Papa Evenepoel, fier mais les pieds sur terre
Patrick Evenepoel était ému, ce vendredi matin, sur les hauteurs du lac de Brno. Sur les terres tchèques, il a vu son fils, Remco, être sacré Champion d’Europe Juniors du contre-la-montre, devant de nombreux membres de sa famille, sa petite amie, et autres proches. Une victoire de plus pour un coureur qui a, notamment, remporté Kuurne-Bruxelles-Kuurne, la Course de la Paix, le Trophée Centre Morbihan ou le GP Général Patton depuis le début de saison. “Décidément, ça n’arrête pas ! On savait qu’il était favori, mais mettre encore une trentaine de secondes à son premier rival, son coéquipier Ilan (Van Wilder), c’est surprenant. Tant mieux, je suis content !”, souriait son père après l’arrivée.
« QU’IL SE RENDE COMPTE QUE CA POURRAIT AUSSI ALLER VITE DANS L’AUTRE SENS »

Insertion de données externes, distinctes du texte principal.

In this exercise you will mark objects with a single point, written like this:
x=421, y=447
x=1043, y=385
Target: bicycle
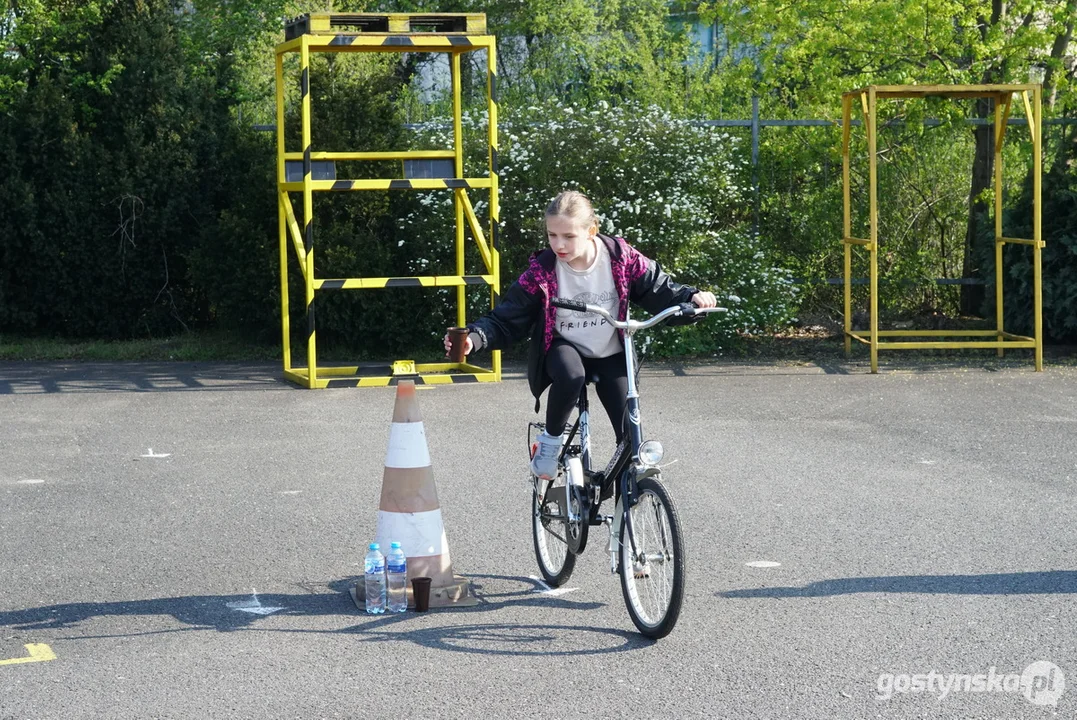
x=644, y=530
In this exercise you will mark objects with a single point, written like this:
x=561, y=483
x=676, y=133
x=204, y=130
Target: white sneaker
x=544, y=455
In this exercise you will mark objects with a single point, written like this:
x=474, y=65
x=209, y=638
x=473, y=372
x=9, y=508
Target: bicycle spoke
x=655, y=597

Ce dernier ne semble plus vraiment surpris des performances de son fils, qui réalise une saison absolument hors-normes. “Il a toujours été au-dessus des autres, en terme de physique. Il était très fort au football mais même déjà à l’école, lors qu’il faisait de l’athlétisme par exemple… Il courait déjà plus vite que les autres. Il était très fort dans tous les sports qui demandaient du physique”. D’ailleurs, Remco Evenepoel aurait très bien pu faire carrière dans le monde du football. “Mais il a eu des problèmes au club d’Anderlecht , où on l’a mis de côté, alors il s’est mis au vélo !”, rigole aujourd’hui Patrick.
Pour autant, Patrick veille à ce que Remco reste le même, malgré cet enchaînement de succès. Et il a bien conscience que tout peut aller très vite dans le sport de haut-niveau. “J’essaie de faire en sorte que tout le monde garde les pieds sur terre dans la famille. Pour l’instant, ce que fait mon fils est très bien, mais nous n’avons pas la garantie qu’il fasse carrière”, prévient-il. “On a déjà vu assez d’exemples par le passé… J’essaie souvent de dire à Remco de relativiser. Je veux qu’il se rende compte que ça pourrait aussi aller vite dans l’autre sens, et que ça pourrait être fini un jour, et pas forcément dans longtemps. Cette année, il tombe sur des parcours qui lui conviennent, mais ce ne sera peut-être pas toujours le cas”.
« C’EST BIEN, MAIS IL FAUT FAIRE ATTENTION »
Il faut dire qu’en dominant de la tête et des épaules pratiquement toutes les courses auxquelles il participe, Remco Evenepoel pourrait vite se lasser. D’ailleurs, le Junior 2e année avait demandé à rejoindre les rangs Espoirs dès cet été. Requête refusée. “On a fait la demande, pour qu’il passe Espoirs au premier août, chez Axel Merckx (dans la formation Hagens Bermans Axeon, NDLR), mais l’UCI a refusé. Ils ont peur que d’autres veuillent faire la même chose par la suite, je crois. Tant pis, Remco s’est fait une raison”. En attendant, le garçon continue de martyriser ses adversaires sur toutes les courses du calendrier Juniors, sous les yeux de ses proches, floqués de T-Shirt et de casquettes “R.EV”, or sur noir. Un contexte qui ne réjouit pas totalement Patrick Evenepoel. “L’euphorie de la famille, l’histoire des T-Shirt… C’est bien, mais il faut faire attention ! Il faut garder les pieds sur terre, vraiment”.
Surtout, dans le clan Evenepoel, on souhaite s’assurer que la nouvelle pépite du cyclisme belge s’épanouisse. “On veut qu’il s’amuse, mais aussi qu’il réalise qu’il y a d’autres choses que le vélo dans la vie. Il faut savoir qu’il est très strict : il s’inflige une grande discipline, il est extrêmement sérieux. Il fait attention à tous ses entraînements, à ce qu’il mange… presque comme un professionnel. Mais on ne lui demande rien, ce sont ses choix personnels. A côté de ça, il doit essayer de prendre quand même beaucoup de plaisir”. Car si certains suiveurs imaginent Remco réaliser une très grande carrière, d’autres ne seraient pas surpris de le voir disparaître de la circulation dans les années à venir. “On n’a pas une boule de cristal, mais c’est possible. On sait que tout peut se passer. J’ai moi-même roulé et je sais ce qu’il peut se passer. Je fais tout pour qu’il ne prenne pas la grosse tête ou le mauvais chemin”.